Eskiden zengin olan adamın haline şaşıran eskinin dilencisi şimdinin zengini olan adam katı yürekli adam hakkında düşündüklerinin gerçekleştiğini anlamış. Ayrıca geçmişte onu hor gören adamın kaybettiklerini kendisinin kazandığını düşünmüş. Geçmişte adamın onu hor görmüş olmasına rağmen hizmetçisine kapıya gelen adamı içeri almasını ve karnını doyurarak ona iyi davranmasını söylemiş.
Hizmetçi patronunun emrine uyarak katı yürekli adamı içeri almış ve önüne lezzetli yemekler getirmiş. Adam eskiden dilenci olan adamın evinde krallar gibi karşılanmış ve karnını tıka basa doyurmuş. Eskiden hor gördüğü adamın ona yardım etmesi adamı çok etkilemiş ve yaptıklarından dolayı çok pişman olmuş. Hatasını anlayarak adamın karşısına geçmiş ve ondan özür dileyerek ona olan hakkını helal etmesini söylemiş. Ayrıca kendisinin ona olan hakkını ödemeyeceğini de belirtmiş.
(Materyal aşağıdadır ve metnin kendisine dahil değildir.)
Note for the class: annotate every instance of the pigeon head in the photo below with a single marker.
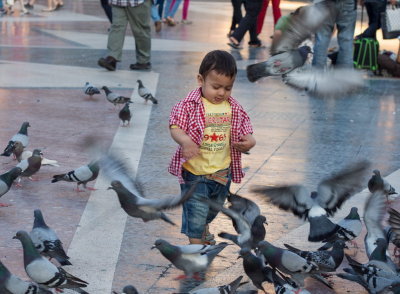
(129, 290)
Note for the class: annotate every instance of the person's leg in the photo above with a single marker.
(323, 38)
(261, 16)
(107, 9)
(276, 10)
(139, 20)
(346, 22)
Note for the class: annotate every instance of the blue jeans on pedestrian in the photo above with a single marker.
(197, 214)
(343, 13)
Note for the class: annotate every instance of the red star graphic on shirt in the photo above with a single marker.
(214, 137)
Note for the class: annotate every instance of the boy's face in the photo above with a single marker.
(216, 88)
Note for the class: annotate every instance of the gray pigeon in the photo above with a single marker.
(81, 175)
(90, 90)
(145, 93)
(327, 261)
(46, 240)
(21, 136)
(289, 263)
(192, 259)
(10, 283)
(129, 289)
(316, 206)
(378, 183)
(130, 197)
(115, 98)
(278, 64)
(21, 154)
(125, 114)
(6, 181)
(31, 165)
(349, 228)
(374, 212)
(43, 272)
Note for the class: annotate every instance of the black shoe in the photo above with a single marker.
(109, 63)
(140, 66)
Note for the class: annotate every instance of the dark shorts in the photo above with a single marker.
(196, 214)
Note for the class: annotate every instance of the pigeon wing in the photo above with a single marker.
(295, 198)
(333, 191)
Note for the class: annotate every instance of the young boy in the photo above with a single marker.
(212, 131)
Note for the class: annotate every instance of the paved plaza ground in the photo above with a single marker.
(46, 58)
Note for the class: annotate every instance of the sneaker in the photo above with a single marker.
(108, 63)
(158, 26)
(140, 66)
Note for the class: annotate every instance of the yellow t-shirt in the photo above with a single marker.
(215, 147)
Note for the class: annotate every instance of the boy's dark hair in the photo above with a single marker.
(220, 61)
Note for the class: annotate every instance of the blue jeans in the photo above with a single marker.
(196, 214)
(171, 12)
(343, 13)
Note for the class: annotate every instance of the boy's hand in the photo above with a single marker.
(245, 144)
(190, 150)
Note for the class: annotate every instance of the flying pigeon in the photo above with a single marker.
(316, 206)
(115, 98)
(131, 199)
(21, 136)
(32, 164)
(11, 284)
(21, 154)
(90, 89)
(129, 289)
(81, 175)
(46, 240)
(192, 259)
(225, 289)
(327, 261)
(145, 93)
(374, 212)
(6, 181)
(278, 64)
(349, 228)
(255, 269)
(378, 183)
(43, 272)
(125, 114)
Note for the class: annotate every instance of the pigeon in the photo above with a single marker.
(394, 222)
(378, 183)
(129, 289)
(255, 269)
(32, 164)
(12, 284)
(330, 195)
(289, 263)
(374, 212)
(43, 272)
(21, 154)
(324, 83)
(130, 197)
(81, 175)
(327, 261)
(349, 228)
(192, 259)
(46, 240)
(6, 181)
(125, 114)
(145, 93)
(115, 98)
(21, 136)
(278, 64)
(225, 289)
(91, 90)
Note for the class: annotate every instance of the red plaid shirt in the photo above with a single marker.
(189, 115)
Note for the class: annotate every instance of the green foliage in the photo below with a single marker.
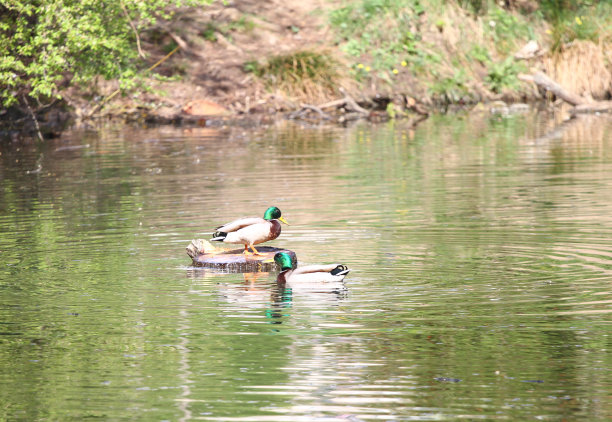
(504, 75)
(579, 20)
(46, 42)
(506, 28)
(385, 30)
(450, 89)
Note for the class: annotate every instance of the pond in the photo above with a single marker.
(480, 250)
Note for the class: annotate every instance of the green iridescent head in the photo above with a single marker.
(284, 260)
(273, 213)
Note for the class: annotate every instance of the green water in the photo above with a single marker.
(480, 250)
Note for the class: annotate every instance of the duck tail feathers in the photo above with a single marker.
(340, 270)
(219, 236)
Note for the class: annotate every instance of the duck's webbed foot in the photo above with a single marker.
(255, 251)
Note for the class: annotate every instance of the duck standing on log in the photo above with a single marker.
(308, 274)
(250, 231)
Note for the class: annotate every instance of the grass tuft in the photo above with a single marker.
(305, 75)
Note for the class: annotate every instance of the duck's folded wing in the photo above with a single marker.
(326, 268)
(240, 223)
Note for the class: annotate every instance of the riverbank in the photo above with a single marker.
(332, 61)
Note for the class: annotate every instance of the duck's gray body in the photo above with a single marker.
(248, 231)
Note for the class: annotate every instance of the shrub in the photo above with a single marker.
(46, 42)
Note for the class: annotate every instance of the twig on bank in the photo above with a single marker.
(305, 107)
(118, 90)
(38, 132)
(581, 104)
(127, 16)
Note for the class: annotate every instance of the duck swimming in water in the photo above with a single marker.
(308, 274)
(251, 231)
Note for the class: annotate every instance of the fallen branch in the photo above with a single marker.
(118, 90)
(38, 132)
(581, 104)
(127, 16)
(305, 108)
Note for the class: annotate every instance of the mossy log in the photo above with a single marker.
(204, 254)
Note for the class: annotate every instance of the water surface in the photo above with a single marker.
(480, 248)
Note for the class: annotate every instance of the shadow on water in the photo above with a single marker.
(479, 249)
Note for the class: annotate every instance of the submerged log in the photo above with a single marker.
(204, 254)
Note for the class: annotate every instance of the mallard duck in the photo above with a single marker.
(250, 231)
(308, 274)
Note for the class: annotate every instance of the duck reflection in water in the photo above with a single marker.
(310, 278)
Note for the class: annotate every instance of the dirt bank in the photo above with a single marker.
(201, 68)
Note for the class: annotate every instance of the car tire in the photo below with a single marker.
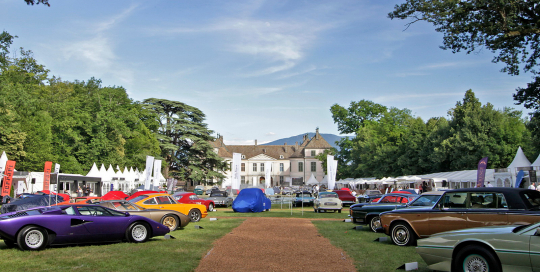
(138, 232)
(9, 243)
(374, 223)
(195, 215)
(476, 256)
(32, 238)
(402, 234)
(171, 221)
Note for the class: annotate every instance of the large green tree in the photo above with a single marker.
(185, 141)
(508, 28)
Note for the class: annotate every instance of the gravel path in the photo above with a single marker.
(275, 244)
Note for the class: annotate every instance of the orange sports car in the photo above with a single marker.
(165, 201)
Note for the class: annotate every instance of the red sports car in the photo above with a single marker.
(192, 198)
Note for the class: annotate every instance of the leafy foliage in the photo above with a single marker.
(396, 143)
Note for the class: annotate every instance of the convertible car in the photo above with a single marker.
(369, 214)
(495, 248)
(327, 201)
(164, 201)
(192, 198)
(460, 209)
(171, 219)
(35, 229)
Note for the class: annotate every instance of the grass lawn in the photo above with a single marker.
(191, 244)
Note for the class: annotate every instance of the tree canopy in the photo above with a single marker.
(396, 143)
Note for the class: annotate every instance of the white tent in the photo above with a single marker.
(520, 160)
(94, 172)
(312, 180)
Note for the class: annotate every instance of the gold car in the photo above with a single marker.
(164, 201)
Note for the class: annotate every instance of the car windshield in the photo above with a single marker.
(138, 198)
(334, 195)
(217, 194)
(533, 198)
(425, 200)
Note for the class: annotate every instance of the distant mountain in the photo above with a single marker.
(330, 138)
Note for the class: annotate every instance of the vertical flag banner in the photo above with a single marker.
(330, 172)
(237, 159)
(6, 185)
(267, 174)
(157, 172)
(519, 178)
(47, 175)
(481, 173)
(149, 165)
(3, 160)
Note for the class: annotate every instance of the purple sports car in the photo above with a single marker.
(35, 229)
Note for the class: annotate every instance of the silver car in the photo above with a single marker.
(495, 248)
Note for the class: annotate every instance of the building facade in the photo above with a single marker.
(290, 164)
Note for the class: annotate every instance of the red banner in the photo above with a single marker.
(8, 176)
(47, 175)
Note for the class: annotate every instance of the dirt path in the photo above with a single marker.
(275, 244)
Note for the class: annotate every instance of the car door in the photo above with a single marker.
(485, 209)
(70, 228)
(449, 213)
(103, 224)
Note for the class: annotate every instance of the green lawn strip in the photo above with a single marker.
(367, 254)
(158, 254)
(276, 211)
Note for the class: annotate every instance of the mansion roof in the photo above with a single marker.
(274, 151)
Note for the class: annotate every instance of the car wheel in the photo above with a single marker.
(195, 215)
(171, 221)
(476, 258)
(375, 223)
(9, 243)
(402, 234)
(32, 238)
(137, 233)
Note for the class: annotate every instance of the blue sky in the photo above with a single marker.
(258, 69)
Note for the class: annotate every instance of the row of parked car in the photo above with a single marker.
(474, 229)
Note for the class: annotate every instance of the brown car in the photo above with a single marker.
(169, 218)
(460, 209)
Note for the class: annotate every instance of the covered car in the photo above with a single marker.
(37, 228)
(251, 200)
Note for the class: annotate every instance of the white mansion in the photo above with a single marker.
(291, 164)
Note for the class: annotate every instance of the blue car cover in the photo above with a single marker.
(251, 200)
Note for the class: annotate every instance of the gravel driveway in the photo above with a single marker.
(275, 244)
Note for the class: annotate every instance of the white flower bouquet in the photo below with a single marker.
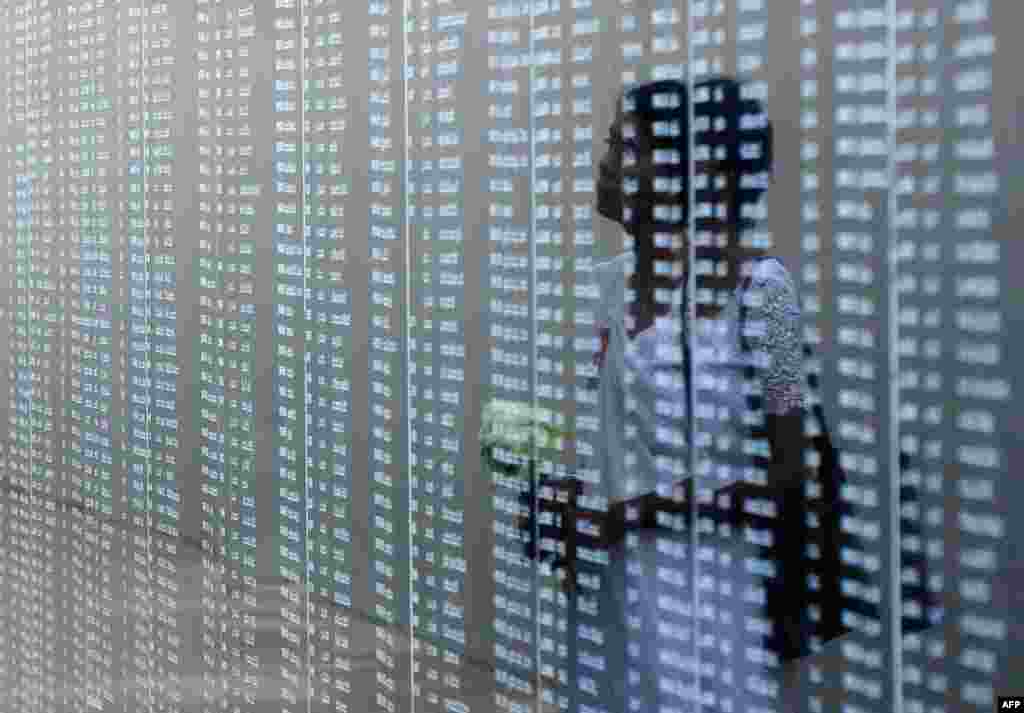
(511, 433)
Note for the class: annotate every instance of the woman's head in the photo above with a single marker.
(644, 180)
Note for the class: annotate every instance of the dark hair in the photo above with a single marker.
(730, 127)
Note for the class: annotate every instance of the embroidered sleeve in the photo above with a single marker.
(774, 334)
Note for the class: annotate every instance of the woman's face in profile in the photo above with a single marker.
(626, 181)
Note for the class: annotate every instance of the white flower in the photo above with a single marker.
(511, 430)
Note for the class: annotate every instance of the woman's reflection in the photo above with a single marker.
(634, 569)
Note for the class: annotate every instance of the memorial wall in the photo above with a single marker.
(316, 377)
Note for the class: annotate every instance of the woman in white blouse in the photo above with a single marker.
(638, 643)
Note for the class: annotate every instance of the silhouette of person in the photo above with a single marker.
(634, 572)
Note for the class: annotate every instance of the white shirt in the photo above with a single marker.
(642, 445)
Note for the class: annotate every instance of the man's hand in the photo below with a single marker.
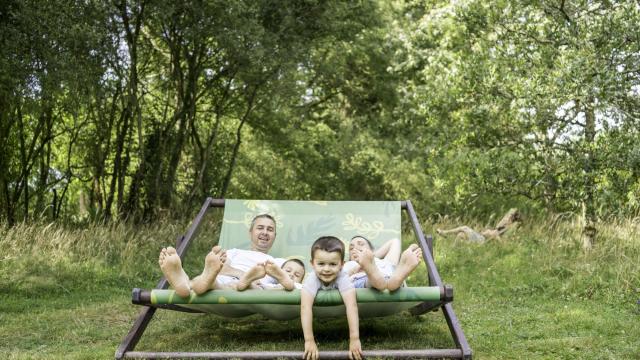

Zengin adam onu affetmiş ve iki adam görkemli evde birlikte yaşamaya başlamışlar. Eskinin katı yürekli zengini eski dilenciyle yaşayarak gülmeyi ve mutlu olmayı öğrenmiş. Ayrıca insanlara yardım etmenin ve onları hor görmemenin iyi bir meziyet olduğunu öğrenmiş. Bu hikayede burada bitmiş.